Нетрудно заметить, что проблемы понимания в таком случае не содержат в себе ничего специфического по сравнению с проблемами знания и познания. Теория понимания выступает как частный случай теории познания.
Если понимаемое есть «текст», то, чтобы его прочесть, нужно знать язык, на котором он написан. Если мы вслед за Галилеем скажем, что Книга Природы написана языком математики, то это помимо прочего будет означать, что этот язык уже известен читающему эту Книгу! Необходимые и абсолютные истины математических доказательств— ключ к истинному пониманию природы. Но как постигается язык математики?

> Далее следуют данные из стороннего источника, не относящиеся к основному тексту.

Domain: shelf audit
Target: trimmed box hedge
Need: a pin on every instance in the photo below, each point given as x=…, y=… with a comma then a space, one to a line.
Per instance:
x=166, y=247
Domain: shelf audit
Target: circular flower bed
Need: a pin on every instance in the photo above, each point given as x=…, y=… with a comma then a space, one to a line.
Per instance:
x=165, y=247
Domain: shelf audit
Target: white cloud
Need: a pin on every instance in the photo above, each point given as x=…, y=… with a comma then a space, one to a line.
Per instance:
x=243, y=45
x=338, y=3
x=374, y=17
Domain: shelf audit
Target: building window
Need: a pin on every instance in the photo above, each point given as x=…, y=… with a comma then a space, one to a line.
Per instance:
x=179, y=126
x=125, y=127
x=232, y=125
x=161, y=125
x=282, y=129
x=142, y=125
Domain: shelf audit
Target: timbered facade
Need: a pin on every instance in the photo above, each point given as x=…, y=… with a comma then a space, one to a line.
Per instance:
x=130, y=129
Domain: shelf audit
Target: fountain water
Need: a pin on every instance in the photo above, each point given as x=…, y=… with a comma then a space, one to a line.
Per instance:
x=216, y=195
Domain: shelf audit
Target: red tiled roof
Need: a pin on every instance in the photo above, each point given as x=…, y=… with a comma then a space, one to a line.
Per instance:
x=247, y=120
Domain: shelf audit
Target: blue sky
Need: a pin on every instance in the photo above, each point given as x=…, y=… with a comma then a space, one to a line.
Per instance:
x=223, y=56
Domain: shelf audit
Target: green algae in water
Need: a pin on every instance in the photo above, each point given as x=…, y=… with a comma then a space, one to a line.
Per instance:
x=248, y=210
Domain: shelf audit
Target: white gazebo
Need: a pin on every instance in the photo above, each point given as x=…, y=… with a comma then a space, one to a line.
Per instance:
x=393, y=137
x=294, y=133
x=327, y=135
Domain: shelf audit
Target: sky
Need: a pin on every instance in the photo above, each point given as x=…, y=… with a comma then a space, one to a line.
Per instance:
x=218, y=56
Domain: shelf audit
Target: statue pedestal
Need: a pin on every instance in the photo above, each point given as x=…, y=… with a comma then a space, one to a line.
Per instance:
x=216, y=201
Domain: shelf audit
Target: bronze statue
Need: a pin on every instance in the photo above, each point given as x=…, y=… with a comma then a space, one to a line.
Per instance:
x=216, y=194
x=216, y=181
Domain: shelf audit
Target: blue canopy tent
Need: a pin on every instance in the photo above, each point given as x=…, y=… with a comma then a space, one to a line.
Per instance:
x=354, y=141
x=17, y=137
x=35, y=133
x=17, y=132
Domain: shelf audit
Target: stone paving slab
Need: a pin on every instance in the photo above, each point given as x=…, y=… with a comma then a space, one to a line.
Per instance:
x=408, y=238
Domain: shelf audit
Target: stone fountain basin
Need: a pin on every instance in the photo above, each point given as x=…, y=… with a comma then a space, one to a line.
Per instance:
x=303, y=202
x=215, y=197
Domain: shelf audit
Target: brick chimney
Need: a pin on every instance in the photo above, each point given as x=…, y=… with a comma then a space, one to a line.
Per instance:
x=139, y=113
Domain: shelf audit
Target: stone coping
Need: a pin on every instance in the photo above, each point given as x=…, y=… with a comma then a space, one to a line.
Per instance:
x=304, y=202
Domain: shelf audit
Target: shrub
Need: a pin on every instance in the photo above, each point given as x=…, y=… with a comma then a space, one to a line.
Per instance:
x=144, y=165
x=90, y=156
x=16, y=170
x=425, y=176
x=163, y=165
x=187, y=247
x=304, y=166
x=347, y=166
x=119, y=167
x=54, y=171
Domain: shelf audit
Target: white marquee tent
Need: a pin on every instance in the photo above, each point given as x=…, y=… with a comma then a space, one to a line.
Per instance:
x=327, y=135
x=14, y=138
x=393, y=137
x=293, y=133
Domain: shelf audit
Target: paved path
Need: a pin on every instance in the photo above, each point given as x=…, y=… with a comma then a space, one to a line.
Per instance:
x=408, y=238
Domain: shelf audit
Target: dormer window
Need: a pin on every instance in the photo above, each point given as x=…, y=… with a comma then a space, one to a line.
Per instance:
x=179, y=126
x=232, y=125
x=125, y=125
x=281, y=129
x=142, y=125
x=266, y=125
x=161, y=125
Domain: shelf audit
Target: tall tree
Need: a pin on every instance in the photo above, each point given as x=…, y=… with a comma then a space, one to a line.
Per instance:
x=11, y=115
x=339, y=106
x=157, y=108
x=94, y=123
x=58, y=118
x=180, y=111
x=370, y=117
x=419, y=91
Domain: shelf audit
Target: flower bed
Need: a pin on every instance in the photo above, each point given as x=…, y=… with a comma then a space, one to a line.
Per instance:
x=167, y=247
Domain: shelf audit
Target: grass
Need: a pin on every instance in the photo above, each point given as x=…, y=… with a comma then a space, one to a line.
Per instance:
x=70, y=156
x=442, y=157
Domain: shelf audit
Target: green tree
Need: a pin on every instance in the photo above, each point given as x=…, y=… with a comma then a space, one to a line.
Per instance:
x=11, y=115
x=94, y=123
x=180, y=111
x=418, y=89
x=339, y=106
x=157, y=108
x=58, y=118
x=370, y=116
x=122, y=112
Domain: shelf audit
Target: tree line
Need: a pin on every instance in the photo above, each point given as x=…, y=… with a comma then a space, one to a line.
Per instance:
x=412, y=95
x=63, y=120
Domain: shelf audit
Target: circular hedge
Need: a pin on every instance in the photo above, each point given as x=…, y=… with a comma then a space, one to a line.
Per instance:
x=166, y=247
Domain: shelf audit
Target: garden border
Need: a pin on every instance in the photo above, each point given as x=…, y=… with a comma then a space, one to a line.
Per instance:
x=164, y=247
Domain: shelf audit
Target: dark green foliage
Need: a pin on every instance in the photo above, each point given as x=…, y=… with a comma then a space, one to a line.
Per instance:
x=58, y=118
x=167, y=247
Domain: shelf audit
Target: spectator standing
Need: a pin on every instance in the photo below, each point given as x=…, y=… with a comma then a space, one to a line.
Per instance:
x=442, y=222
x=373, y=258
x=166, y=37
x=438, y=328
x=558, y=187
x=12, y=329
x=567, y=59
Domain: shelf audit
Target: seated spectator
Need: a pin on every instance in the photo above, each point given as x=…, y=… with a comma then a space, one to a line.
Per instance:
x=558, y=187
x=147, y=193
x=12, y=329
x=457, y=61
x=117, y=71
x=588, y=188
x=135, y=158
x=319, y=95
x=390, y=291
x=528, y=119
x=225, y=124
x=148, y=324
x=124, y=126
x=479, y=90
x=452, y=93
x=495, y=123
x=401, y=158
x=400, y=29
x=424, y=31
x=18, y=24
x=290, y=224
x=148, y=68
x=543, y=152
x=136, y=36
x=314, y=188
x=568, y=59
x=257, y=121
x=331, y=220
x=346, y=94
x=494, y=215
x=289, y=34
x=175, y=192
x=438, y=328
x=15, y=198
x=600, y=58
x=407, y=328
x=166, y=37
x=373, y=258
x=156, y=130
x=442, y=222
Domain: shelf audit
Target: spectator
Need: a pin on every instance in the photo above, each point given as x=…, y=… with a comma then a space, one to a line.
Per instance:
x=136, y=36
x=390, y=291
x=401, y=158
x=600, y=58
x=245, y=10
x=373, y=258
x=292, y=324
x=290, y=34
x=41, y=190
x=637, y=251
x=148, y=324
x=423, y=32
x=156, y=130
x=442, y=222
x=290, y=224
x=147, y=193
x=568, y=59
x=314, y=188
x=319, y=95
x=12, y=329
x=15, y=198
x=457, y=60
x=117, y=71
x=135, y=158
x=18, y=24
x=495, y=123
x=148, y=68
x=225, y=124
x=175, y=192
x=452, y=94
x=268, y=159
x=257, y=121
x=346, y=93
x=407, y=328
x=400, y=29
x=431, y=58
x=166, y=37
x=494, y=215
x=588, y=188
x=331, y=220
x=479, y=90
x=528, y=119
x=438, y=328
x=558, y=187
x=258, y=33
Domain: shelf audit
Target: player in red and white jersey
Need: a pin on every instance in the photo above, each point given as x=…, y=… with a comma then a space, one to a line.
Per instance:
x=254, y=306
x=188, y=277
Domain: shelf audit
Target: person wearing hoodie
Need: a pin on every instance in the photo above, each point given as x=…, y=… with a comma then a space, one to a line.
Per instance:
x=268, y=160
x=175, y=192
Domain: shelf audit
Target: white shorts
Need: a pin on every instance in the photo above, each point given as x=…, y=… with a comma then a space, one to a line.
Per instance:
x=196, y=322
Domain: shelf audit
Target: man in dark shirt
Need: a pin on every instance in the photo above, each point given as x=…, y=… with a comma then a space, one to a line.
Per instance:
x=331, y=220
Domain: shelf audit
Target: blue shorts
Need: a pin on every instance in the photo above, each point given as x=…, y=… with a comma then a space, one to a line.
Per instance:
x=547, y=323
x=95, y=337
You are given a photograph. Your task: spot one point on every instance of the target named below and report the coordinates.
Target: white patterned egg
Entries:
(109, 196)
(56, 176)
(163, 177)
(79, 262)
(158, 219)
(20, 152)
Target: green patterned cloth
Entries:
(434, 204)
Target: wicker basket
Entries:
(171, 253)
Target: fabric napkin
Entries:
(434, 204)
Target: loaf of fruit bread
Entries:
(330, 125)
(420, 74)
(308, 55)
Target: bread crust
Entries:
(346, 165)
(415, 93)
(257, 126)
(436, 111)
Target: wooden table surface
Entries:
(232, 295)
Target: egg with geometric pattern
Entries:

Один из древнейших мифов о познании — миф о Языке, Слове как о предсуществующих условиях любого познавательного отношения к реальности. Вначале было Слово! Смысл, заключенный в Слове, каким-то непостижимым образом стал понятен, и это открыло путь и горизонт познания.
Другая проблема — истинность понимания. Как сверить мое, твое, наше понимание с тем смыслом, который предсуществует ему? Платон, размышляя над этим вопросом, пришел к выводу: знание-понимание есть воспоминание; бессмертная и бесконечная душа, познавая и понимая мир, лишь возвращается к тому, что уже всегда было и впредь будет ее достоянием. Последующая философия, исходившая из предпосылки объективного и автономного существования смысла, только варьировала и усложняла эту мысль Платона. Диалектико-материалистическая философия раскрывает ограниченность и дефектность подобных теорий познания, абсолютизирующих относительную автономность смыслов. Тем самым она снимает проблемы, порожденные такой абсолютизацией. Но вместе с тем это создает возможность для более адекватных формулировок проблемы понимания.